"…el siglo en que me tocó vivir y crecer no fue un siglo de
pasión. Era un mundo ordenado, con estratos bien definidos y transiciones
serenas, un mundo sin odio. El ritmo de las nuevas velocidades no había pasado
todavía de las máquinas -el automóvil, el teléfono, la radio y el avión- al
hombre; el tiempo y la edad tenían otra medida. Se vivía más reposadamente y,
si intento evocar las figuras de los adultos que acompañaron mí infancia, me
llama la atención que muchos de ellos eran obesos desde muy temprano. Mi padre,
mi tío, mi maestro, los tenderos, los músicos delante de los atriles, a los
cuarenta años eran ya hombres gordos, "respetables". Andaban
despacio, hablaban con comedimiento, se mesaban las barbas bien cuidadas y en
muchos casos ya entrecanas. Pero el pelo gris era una señal más de
"respetabilidad" y un hombre "maduro" evitaba
conscientemente los gestos y la petulancia de los jóvenes como algo impropio.

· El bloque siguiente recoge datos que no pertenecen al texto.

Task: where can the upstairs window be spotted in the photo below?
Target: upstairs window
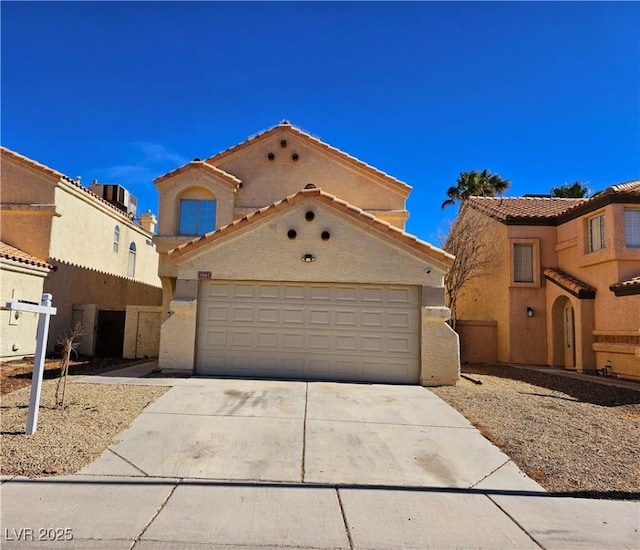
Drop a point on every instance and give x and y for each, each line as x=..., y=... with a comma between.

Ni siquiera siendo yo muy niño, cuando mi padre todavía no había cumplido los
cuarenta, recuerdo haberlo visto subir o bajar escaleras apresuradamente ni
hacer nunca nada con prisa aparente. La prisa pasaba por ser no sólo poco
elegante, sino que en realidad también era superflua, puesto que en aquel mundo
burguesamente estabilizado, con sus numerosas pequeñas medidas de seguridad y
protección, no pasaba nunca nada repentino, las catástrofes que pudiesen
ocurrir en el exterior no atravesaban las paredes bien revestidas de la vida
"asegurada"."
El mundo de
ayer
Stefan
Zweig
"El mundo de ayer" fue su testamento, pero también es una
excelente descripción de la vieja Europa
anterior a la primera guerra mundial y de los estériles intentos, en el período de entreguerras, por oponer al nacionalismo la idea de una
Europa unida y consciente de su riqueza y diversidad cultural.